You might think about the following questions for preparing your short presentation:
How do the projects represent research about space? What are the data contained in them? Where did they come from? How are those data “brought to life”? Do the projects “make an argument”? If so, what do you think that is? Is some special contextual knowledge needed to understand the projects? How many people worked on the projects? How long did they take? Are they finished? How transparent are the projects about goals, challenges? How might the maps represented be said to be “lies”? How might they be said to create new knowledge?
Group 1 Las Calles de las Chicas (in Spanish and English)| Interactive Ibn Jubayr| Legacies of Labor | Exchanges on Hamdan Street
Group 2 London Chatty Map | Slave Revolt in Jamaica| Cartillas indigenas (in Spanish only) | Mapping Marronage
Group 3 Mapping the Mahjar | Z-axis mapping| Palestine Open Maps | Ngāi Tahu Atlas| Prison Map | Diverse Levant
Group 4 Stories of the Susquehanna |Photogrammar | Street Poetry (In English and Italian) | Finding Tovaangar
Group 5 NYC Space/Time | Going to the Show | Queering the Map | Mapping Absence| Trail of Blood
Group 6 Mapping Dante | Torn Apart/Separados |Linguistic Landscapes of Beirut | Textual Geographies
Group 7 Mapping Paintings | Tenement Housing in Rio|Geography of the Post | MapLesotho
Group 8 Labour Antisemitism | Mapping the Destruction of TN’s African-American Neighborhoods | Mapping Emotions in Victorian London | Mapping Shakespeare’s Plays
PS: For future reference, many more can be found here and here.

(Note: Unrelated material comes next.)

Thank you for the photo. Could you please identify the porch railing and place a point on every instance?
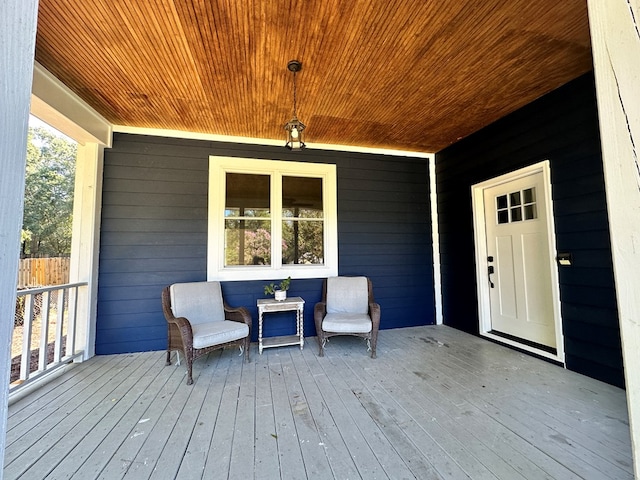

Sun 22 Sept 1000-1115 (C2 339) Optional project ideation session #1 Bring your laptop and let’s work on your web hosting and getting your WordPress to look good. You can bring text for Blog 1 or work on ArcGIS online.
Week 5
9 (Tu 24 Sept) Introduction to StoryMaps (with Taylor) We can work here with the partial dataset provided here. Compare the work of the NCSU group.
10 (Th 26 Sept) Introducing the Collective Project: Building a Granular Model of Immigrant Migration to the New York City area using two archival documents. Jupyter notebooks here.
We will go back to Mapping the Mahjar | blog | archival source and to this additional resource.